After the divorce, I erased the woman I used to be and took a job driving a taxi at night

My name is Hannah Cole, and after my divorce, I chose to vanish.
Not to get revenge.
Not to spy on anyone.
Just to stay afloat.

When my husband of twelve years, Mark, left me for his coworker Lydia, he didn’t just walk away from the marriage—he walked off with the house, most of our savings, and the woman I used to recognize in the mirror. The court called the settlement “fair.” Somehow, that meant I kept the debt and a cramped studio apartment.

So I erased myself.

I cut my hair short, dyed it darker, stopped wearing makeup. I needed work that paid immediately and didn’t ask questions, so I became a night-shift taxi driver in Chicago. Long hours. Brief conversations. Faces that never looked at me long enough to remember.

That anonymity saved me.

Three months into the job, on a rainy Thursday night, I picked up two passengers outside a downtown hotel. They slid into the back seat laughing, already deep in conversation. I didn’t check the mirror at first.

Then I heard his laugh.

My grip tightened on the wheel.

Mark.
And Lydia.

They didn’t recognize me. The hair, the glasses, the silence—I was just another driver.

“You really think she believed it?” Lydia said, amused.

Mark scoffed. “Of course. She always trusted me.”

Trusted.

My stomach twisted.

“And the money?” Lydia asked. “Everything clean?”

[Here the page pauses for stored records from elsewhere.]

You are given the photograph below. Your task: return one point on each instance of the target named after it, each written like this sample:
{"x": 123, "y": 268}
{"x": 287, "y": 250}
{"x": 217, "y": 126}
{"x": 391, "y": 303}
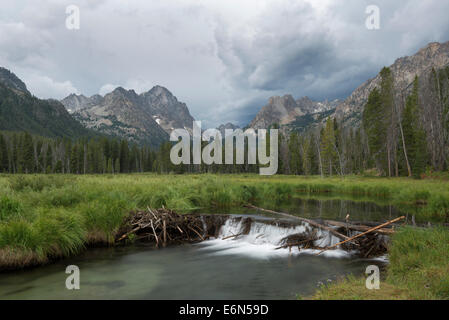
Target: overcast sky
{"x": 224, "y": 58}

Mark leaned back comfortably. “The offshore account is safe. Her name was never officially removed—just buried. By the time she realizes, the statute of limitations will cover us.”

Cold spread through me.

“The judge didn’t notice?” Lydia pressed.

Mark laughed. “I made sure he didn’t. That favor cost less than a month’s salary.”

I missed a turn.

They didn’t notice.
They kept talking—about hidden assets, forged disclosures, and how I was “too emotional” to ever challenge them.